A virgin female white spotted bamboo shark is about to give birth to two babies (pups) at Great Yarmouth Sea Life Centre in England. The mother-to-be shark has had absolutely no contact with males since 2013, when she arrived to the Centre after being evacuated from a sister centre in Hunstanton following a flood.
She is the only member of her species at Great Yarmouth Sea Life Centre, but has, according to experts, produced two fertile eggs which they say will hatch in about nine months.
Marine biologist Darren Gook, from the Centre, said:
“They will be the first such births in the Sea Life network and we’re excited and privileged to be expecting such a miraculous event.”
Several animals can reproduce with no male present. It is only recently that we have known sharks can do this too. (Image: aasharks.com)
Female sharks’ ability to reproduce when no males are present is a remarkable phenomenon we have only recently known they are capable of.

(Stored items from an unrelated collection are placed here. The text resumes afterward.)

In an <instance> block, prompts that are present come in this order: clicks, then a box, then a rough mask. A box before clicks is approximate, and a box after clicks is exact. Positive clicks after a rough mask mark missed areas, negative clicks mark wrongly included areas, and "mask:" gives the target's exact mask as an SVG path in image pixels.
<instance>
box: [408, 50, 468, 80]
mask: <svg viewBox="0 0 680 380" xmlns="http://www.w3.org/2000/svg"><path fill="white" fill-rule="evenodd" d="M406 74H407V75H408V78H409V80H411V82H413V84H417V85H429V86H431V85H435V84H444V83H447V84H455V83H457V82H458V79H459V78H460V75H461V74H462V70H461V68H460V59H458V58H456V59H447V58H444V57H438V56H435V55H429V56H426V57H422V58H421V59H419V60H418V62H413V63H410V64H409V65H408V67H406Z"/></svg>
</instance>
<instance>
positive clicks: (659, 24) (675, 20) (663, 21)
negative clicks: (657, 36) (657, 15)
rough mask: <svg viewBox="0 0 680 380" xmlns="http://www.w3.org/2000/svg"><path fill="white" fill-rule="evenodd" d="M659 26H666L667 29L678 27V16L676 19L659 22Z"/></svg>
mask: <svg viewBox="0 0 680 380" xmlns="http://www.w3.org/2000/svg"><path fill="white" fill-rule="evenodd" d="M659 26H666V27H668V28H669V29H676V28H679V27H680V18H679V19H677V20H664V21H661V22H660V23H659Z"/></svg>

The Great Yarmouth team’s discovery of the two eggs containing valid embryos follows an announcement in Germany of a virgin birth involving the same species. In the German case, the mother is also the result of a virgin birth.
Not the Immaculate Conception
This is not the Immaculate Conception in the world of sharks, biologists insist.
Regarding virgin births, Mr. Gook said:
“The process is called ‘parthenogenesis’ and has long been known to occur in domestic chickens and some reptiles, but was not recorded in sharks until 2008.”
“Females somehow manage to add an extra set of chromosomes to their eggs to produce offspring which are either clones or half-clones of themselves. It’s been recorded in bonnethead, blacktip and zebra sharks as well as white spotted bamboos.”
Shark embryos visible in the eggs laid by the virgin shark in Germany. (Image: Bavarian State Collection for Zoology)
Biologists had assumed that any offspring from a virgin mother would not be able to reproduce – they thought they would be infertile. However, what has happened in Germany put an end to that theory.
Parthenogenesis exists in several species
Parthenogenesis does not include reproduction modes in hermaphroditic species which have the reproductive organs of both sexes in a single body. It just refers to females reproducing with no males present.
Parthenogenesis is known to occur in some invertebrate animal species, including, water fleas, nematodes, some bees, aphids, some scorpions, and parasitic wasps. The phenomenon has also been observed in some vertebrates, such as some species of reptiles, amphibians, fish, and very rarely birds.
In 2001, a bonnethead – a type of small hammerhead shark – gave birth to a live pup at Henry Doorly Zoo in Nebraska USA. The tank contained three females of the species, but no males. Biologists concluded the pup was conceived through parthenogenic means.
Within days of being born, the shark pup was killed by a stingray. An international team of scientists carried out an investigation, which included DNA testing, and concluded the reproduction was parthenogenic.
Pups have no male genes
The tests showed that the pup, a female, had DNA that matched just one female that lived in the tank. The pup had no male DNA, and it was not a twin or clone of the mother. In fact, it contained only half of its mother’s DNA.
This type of reproduction had never been seen before in cartilaginous fish such as sharks.
Mr. Gook believes that this type of asexual reproduction is nature’s way of making sure a species survives after a dramatic decline in population.
The two fertilized eggs have been moved to a nursery tank where they will be closely monitored. Visitors will be able to see the eggs.